I finished the novel, such as it was, and the result was, mildly put, a mess. I finished it because I thought it might teach me something about finishing. It did. It taught me that I would never write a book without a plan.

I've had three or four false starts since then, partly because I didn't take outlining seriously enough. Outlining is hard work, and not to be dispensed with over a few late nights, in a brief montage in which the writer stares at his screen by the hazy light of a single lamp. He paces the room, rubbing his hands because he can't afford heating. He acts out a scene while walking the dog. He talks out a plot problem to his partner in bed only to find out that she has fallen asleep in his arms… It is not like that at all. Well, not the heating part.

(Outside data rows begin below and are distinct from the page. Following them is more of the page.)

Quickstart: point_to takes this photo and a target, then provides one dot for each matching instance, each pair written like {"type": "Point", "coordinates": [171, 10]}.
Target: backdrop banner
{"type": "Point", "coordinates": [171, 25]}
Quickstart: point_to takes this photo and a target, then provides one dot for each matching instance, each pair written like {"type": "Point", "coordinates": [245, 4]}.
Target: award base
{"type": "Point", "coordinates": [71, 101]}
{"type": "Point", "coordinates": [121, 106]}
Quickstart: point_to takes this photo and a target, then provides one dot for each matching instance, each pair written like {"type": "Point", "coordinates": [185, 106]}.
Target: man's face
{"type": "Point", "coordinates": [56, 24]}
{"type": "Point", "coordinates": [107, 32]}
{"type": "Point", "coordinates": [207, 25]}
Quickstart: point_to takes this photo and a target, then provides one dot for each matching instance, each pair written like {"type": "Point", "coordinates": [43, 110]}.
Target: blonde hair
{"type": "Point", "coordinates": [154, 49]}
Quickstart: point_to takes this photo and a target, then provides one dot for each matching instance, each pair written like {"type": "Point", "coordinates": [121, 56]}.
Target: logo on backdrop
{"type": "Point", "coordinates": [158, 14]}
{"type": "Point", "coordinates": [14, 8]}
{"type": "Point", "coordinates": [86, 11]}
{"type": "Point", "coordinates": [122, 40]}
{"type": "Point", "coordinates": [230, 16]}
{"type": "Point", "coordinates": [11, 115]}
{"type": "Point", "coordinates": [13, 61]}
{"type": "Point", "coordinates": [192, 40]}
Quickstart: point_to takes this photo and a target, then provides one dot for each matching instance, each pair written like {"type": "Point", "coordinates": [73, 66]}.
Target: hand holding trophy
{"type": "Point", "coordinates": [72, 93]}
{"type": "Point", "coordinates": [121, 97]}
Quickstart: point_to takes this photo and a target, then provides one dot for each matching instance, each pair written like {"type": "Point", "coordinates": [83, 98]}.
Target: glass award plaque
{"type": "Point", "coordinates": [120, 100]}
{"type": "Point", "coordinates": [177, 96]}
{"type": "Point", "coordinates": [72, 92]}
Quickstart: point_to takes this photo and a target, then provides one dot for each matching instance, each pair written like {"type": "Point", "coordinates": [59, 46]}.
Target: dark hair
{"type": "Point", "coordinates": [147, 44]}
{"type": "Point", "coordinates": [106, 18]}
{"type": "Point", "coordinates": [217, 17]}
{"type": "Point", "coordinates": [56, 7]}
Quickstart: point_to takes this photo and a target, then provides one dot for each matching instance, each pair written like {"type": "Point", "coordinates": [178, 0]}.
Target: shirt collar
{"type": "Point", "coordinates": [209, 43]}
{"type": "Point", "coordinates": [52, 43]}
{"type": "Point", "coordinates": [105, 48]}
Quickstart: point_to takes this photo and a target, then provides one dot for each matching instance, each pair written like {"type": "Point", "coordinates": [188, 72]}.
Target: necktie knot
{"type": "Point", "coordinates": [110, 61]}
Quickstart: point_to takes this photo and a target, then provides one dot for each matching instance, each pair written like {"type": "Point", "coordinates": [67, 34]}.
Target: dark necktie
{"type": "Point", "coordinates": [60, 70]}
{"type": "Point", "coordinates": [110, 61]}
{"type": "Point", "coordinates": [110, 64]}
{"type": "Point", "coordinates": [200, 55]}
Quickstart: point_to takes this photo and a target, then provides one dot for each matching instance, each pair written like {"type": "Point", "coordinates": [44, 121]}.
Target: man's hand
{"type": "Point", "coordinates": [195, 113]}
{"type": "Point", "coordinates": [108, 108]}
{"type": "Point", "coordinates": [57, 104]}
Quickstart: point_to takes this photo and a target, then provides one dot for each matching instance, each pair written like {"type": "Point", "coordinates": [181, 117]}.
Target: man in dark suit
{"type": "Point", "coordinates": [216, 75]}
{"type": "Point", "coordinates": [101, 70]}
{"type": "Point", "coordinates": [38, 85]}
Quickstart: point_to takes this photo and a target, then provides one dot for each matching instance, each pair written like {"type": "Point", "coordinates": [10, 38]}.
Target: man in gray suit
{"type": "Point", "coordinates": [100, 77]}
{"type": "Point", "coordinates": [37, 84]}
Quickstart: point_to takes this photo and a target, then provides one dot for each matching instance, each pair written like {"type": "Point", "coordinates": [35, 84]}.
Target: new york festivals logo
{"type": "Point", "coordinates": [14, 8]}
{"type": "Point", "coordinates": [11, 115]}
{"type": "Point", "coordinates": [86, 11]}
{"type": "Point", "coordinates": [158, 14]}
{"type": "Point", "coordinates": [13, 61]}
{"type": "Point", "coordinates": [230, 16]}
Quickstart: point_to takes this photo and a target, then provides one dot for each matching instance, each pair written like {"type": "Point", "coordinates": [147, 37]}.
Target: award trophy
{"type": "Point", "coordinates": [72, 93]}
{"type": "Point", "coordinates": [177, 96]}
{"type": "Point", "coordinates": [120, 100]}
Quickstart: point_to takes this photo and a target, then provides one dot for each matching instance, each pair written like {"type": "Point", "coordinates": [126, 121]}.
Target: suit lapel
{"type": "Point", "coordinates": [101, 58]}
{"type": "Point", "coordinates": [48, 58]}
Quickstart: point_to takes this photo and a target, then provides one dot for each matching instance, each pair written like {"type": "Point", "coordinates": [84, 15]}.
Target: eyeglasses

Writing manuals are quick to offer structural remedies, such as the three-act structure. While these are useful in diagnosing an ailing story, I haven't found them so useful in developing one to begin with. To do that you first need to figure out a story's internal logic and then to make sure that the story is appealing to the reader. To a reader who, like myself, wants to be swept up in the story, but is ready, with cheerful malice, to mock its foibles.

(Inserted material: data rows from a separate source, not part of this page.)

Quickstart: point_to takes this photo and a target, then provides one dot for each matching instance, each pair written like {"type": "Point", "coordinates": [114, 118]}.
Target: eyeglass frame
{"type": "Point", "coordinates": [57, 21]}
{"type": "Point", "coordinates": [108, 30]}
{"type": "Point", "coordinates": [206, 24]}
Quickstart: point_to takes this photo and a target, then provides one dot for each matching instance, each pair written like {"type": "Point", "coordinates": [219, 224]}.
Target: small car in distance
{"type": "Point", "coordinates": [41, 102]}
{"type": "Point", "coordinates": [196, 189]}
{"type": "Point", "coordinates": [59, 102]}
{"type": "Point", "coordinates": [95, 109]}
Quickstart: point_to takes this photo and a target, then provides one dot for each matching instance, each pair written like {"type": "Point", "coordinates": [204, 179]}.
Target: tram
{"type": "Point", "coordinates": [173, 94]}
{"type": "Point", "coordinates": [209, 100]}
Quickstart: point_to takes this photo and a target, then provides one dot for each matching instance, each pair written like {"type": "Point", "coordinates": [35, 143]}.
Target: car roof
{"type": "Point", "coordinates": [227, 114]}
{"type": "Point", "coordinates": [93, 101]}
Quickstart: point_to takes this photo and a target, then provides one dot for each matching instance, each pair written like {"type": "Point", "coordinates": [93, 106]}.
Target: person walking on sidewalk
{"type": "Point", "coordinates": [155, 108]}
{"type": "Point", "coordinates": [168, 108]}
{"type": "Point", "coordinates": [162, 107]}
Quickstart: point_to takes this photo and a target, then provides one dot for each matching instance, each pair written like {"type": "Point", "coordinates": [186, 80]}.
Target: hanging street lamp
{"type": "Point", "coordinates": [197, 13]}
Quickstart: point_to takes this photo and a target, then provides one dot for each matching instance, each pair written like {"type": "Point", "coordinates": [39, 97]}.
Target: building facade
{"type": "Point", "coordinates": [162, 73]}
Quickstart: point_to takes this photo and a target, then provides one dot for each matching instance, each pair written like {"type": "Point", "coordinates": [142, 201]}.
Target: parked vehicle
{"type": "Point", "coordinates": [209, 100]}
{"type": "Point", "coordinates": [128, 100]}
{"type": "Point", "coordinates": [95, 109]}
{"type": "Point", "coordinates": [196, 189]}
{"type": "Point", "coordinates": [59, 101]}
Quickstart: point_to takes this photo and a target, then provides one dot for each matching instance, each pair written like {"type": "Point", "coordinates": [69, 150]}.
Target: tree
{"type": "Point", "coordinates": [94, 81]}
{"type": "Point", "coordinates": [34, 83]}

I've been nurturing this outline since the end of the summer. But only started working on it more regularly since December. I'm trying to organise my life so that I can write more, and more frequently and it's slowly happening. But all the while, I've had a nagging doubt in the back of my mind. Is this the right path? I kept that doubt quiet by telling myself that if it isn't, the only way to find out is to try it out.

Outlining a story, I'm discovering, is not something you do before you start writing. It is writing. In my outliner application I sketch out scenes, move them around, develop characters, all within a few thousand words -- instead of trying to tackle this work on a 90,000 word manuscript. It feels workable. And it feels like the right approach.

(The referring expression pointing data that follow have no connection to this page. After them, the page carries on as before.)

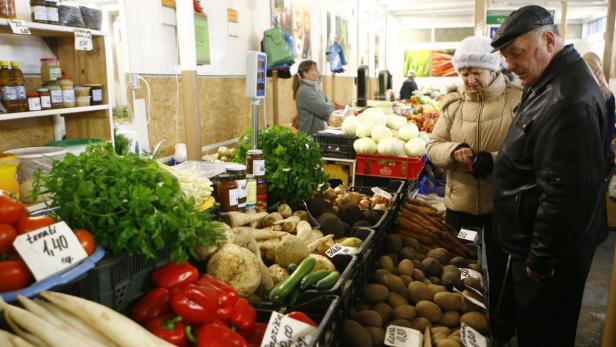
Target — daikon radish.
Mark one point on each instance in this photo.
(120, 329)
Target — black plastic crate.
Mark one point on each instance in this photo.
(336, 146)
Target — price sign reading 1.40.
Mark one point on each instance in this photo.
(49, 250)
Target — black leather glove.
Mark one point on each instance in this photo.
(482, 165)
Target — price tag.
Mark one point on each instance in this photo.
(398, 336)
(339, 249)
(381, 192)
(471, 337)
(19, 27)
(468, 235)
(283, 331)
(49, 250)
(83, 40)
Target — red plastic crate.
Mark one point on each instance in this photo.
(390, 167)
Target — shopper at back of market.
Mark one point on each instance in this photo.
(313, 108)
(467, 137)
(549, 181)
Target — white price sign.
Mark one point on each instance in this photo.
(398, 336)
(19, 27)
(471, 337)
(283, 331)
(83, 40)
(49, 250)
(468, 235)
(339, 249)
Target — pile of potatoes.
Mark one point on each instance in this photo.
(414, 290)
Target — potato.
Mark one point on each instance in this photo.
(394, 283)
(433, 267)
(378, 336)
(386, 262)
(375, 293)
(407, 312)
(384, 310)
(395, 299)
(475, 320)
(420, 291)
(355, 335)
(368, 318)
(440, 254)
(450, 318)
(449, 301)
(429, 310)
(420, 323)
(418, 275)
(406, 267)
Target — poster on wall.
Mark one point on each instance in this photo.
(293, 18)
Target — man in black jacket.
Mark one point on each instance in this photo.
(549, 182)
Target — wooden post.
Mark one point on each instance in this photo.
(563, 20)
(275, 96)
(609, 40)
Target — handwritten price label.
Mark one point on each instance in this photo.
(19, 27)
(283, 331)
(83, 40)
(468, 235)
(49, 250)
(397, 336)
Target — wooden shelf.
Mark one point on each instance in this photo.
(60, 111)
(46, 30)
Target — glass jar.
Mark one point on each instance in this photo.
(45, 98)
(226, 190)
(39, 11)
(239, 172)
(50, 69)
(7, 9)
(68, 92)
(251, 192)
(52, 12)
(55, 92)
(255, 161)
(34, 101)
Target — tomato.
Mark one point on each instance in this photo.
(7, 236)
(14, 274)
(87, 240)
(11, 210)
(32, 223)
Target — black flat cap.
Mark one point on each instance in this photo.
(520, 22)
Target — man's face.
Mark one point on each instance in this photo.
(527, 56)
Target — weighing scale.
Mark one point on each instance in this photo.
(256, 72)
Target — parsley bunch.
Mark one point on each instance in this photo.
(293, 165)
(128, 203)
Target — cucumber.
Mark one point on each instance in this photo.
(280, 293)
(328, 281)
(313, 278)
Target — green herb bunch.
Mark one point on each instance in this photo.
(293, 165)
(128, 203)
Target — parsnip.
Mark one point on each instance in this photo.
(120, 329)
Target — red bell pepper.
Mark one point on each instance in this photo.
(173, 274)
(170, 330)
(217, 334)
(195, 305)
(302, 317)
(152, 305)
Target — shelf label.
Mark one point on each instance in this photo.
(19, 27)
(397, 336)
(49, 250)
(83, 40)
(288, 332)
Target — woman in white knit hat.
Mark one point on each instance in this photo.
(468, 135)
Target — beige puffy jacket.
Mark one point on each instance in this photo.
(481, 120)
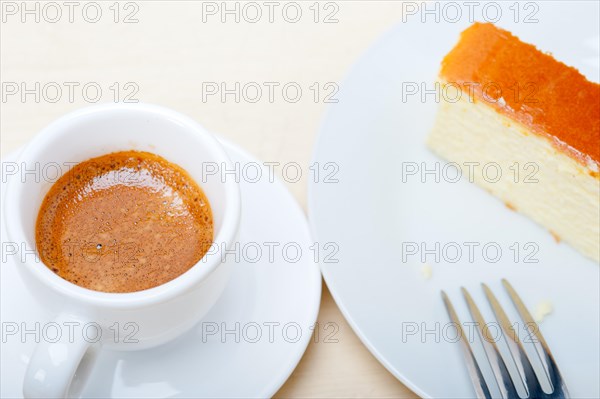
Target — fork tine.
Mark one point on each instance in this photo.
(541, 347)
(481, 388)
(503, 378)
(515, 347)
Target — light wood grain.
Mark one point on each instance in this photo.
(168, 54)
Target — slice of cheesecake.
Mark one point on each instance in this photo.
(512, 109)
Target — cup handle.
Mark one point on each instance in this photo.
(59, 369)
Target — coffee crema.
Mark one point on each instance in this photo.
(124, 222)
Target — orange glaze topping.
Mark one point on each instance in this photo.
(555, 100)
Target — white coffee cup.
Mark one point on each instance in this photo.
(156, 315)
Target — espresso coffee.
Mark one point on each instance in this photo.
(123, 222)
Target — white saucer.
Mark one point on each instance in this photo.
(370, 134)
(258, 295)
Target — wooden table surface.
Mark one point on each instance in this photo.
(172, 56)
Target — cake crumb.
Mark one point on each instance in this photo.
(542, 310)
(426, 271)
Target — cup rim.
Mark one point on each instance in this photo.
(180, 284)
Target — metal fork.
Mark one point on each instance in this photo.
(517, 352)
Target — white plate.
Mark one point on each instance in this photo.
(370, 213)
(258, 294)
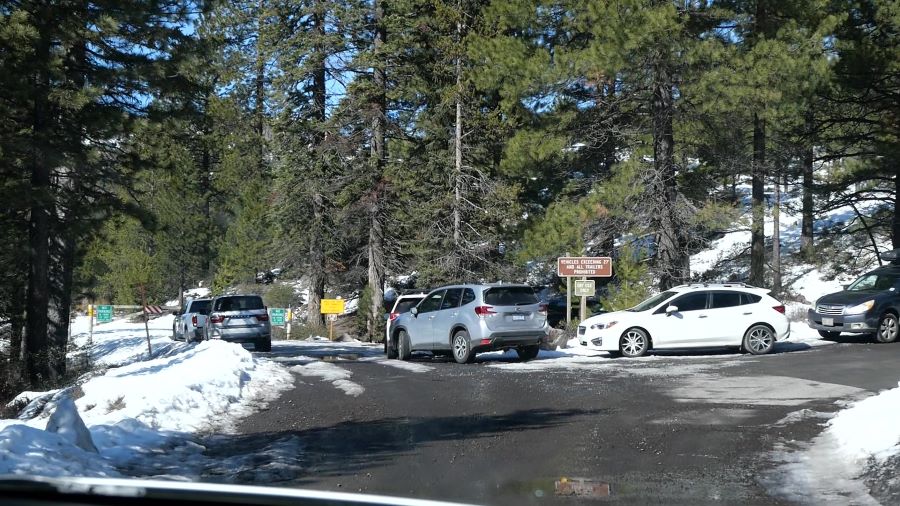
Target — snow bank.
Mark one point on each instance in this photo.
(831, 468)
(869, 428)
(138, 409)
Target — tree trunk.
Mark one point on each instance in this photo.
(317, 233)
(379, 153)
(37, 345)
(807, 244)
(895, 225)
(776, 239)
(457, 142)
(757, 202)
(671, 256)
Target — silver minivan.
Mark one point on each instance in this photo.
(463, 320)
(240, 319)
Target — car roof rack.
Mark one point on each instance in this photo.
(718, 284)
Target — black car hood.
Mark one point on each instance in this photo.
(849, 298)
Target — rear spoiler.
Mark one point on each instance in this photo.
(892, 256)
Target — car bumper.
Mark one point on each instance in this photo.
(242, 336)
(506, 340)
(859, 323)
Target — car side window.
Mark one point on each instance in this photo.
(432, 302)
(749, 298)
(725, 299)
(690, 302)
(452, 298)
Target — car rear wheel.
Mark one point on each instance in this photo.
(887, 329)
(390, 348)
(634, 343)
(403, 350)
(462, 348)
(527, 353)
(759, 340)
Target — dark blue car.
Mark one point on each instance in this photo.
(870, 305)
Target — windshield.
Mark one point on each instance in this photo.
(406, 304)
(652, 302)
(200, 306)
(238, 303)
(510, 296)
(874, 282)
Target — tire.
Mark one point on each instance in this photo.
(888, 328)
(634, 343)
(759, 340)
(264, 345)
(390, 349)
(462, 348)
(527, 353)
(829, 334)
(403, 349)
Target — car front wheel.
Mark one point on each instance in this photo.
(634, 343)
(887, 329)
(829, 334)
(403, 350)
(759, 340)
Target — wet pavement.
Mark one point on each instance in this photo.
(678, 428)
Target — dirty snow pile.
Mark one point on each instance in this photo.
(857, 439)
(136, 410)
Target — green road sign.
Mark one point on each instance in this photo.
(104, 314)
(277, 315)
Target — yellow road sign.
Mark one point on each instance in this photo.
(332, 306)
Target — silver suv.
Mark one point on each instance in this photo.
(240, 319)
(463, 320)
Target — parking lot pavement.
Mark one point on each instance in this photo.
(688, 428)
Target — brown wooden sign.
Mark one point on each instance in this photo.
(591, 267)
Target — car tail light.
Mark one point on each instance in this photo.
(483, 311)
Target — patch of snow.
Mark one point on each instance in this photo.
(338, 376)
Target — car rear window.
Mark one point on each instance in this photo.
(239, 303)
(200, 306)
(404, 305)
(510, 296)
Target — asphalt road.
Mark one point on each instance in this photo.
(678, 428)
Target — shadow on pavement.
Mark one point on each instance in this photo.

I was pleased when I came across Joss Whedon say this about structure:

Structure means knowing where you're going; making sure you don't meander about. Some great films have been made by meandering people, like Terrence Malick and Robert Altman, but it's not as well done today and I don't recommend it. I'm a structure nut. I actually make charts. Where are the jokes? The thrills? The romance? Who knows what, and when? You need these things to happen at the right times, and that's what you build your structure around: the way you want your audience to feel. Charts, graphs, coloured pens, anything that means you don't go in blind is useful.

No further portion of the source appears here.